Upon execution of these Consent Findings and approval by the bankruptcy court, Plaintiff
shall have an allowed, unsecured creditor's claim against Respondents in the amount of
$2,000.00;
9. The entire record upon which the Consent Findings and
Order are based consists solely of the letter assessing the penalties, as modified herein,
the Order of Reference, and these Consent Findings;
10. All further procedural steps before the Office of
Administrative Law Judges, and any rights to challenge or contest the validity of these
Consent Findings or any Order issued pursuant thereto are waived by the parties;
11. Each party agrees to bear its own fees, costs, and other
expenses incurred by such party in connection with any stage of this proceeding;
12. The parties agree that the Order in this case shall have the
same force and effect as an order made after full hearing.
The undersigned finds that the above consent findings are
reasonable, and comply with the requirements of 29 C.F.R. § 18.9. Therefore,
the undersigned adopts these consent findings as findings of fact and conclusions of
law.
Order of the Bankruptcy Court
As provided for in the consent finding identified numerically above
as number eight (8), Respondents filed a "Motion to Approve Compromise With
United States Department of Labor" with the United States Bankruptcy Court for
the Central District of California.
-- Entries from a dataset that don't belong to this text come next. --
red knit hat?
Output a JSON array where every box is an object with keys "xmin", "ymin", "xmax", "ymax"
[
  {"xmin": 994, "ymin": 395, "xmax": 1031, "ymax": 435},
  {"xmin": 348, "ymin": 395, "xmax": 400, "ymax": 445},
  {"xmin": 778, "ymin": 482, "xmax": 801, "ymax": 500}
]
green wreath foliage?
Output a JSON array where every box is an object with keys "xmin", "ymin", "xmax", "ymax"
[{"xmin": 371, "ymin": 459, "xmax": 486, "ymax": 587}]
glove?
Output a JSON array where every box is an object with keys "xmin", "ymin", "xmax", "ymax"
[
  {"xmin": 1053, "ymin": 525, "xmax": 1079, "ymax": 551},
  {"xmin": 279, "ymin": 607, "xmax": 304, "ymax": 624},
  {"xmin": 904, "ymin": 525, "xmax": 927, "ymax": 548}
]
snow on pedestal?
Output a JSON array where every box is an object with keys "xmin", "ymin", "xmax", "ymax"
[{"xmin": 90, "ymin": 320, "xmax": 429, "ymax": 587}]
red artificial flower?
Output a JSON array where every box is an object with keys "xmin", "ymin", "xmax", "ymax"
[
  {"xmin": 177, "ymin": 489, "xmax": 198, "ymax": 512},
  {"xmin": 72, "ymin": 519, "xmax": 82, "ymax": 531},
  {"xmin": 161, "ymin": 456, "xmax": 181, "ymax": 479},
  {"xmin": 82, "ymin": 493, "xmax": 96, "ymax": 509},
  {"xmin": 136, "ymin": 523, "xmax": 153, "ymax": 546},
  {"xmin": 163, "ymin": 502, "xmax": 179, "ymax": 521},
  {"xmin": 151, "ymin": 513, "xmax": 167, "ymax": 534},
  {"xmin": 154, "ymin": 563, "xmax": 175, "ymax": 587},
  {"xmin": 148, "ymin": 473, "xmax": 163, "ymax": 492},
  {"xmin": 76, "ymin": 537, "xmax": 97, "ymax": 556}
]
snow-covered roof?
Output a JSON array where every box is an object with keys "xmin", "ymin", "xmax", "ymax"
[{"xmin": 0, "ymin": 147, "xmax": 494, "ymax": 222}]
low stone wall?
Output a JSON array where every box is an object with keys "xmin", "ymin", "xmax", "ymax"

The bankruptcy court issued its "Order Approving
Compromise with United States Department of Labor" on August 10, 1995.
ORDER
IT IS HEREBY ORDERED that:
1. Respondents shall pay to Plaintiff the sum of $2,000.00,
said sum representing civil money penalties for Respondents' violations of the Fair Labor
Standards Act;
2. As Respondents have filed for Chapter 11 bankruptcy
protection, and in accordance with the Order of the United States Bankruptcy Court for
the Central District of California, Plaintiff shall have an allowed, unsecured creditor's
claim against Respondents in the amount found to be due and owing herein.
Entered this 17th day of January, 1996, at Long Beach, California.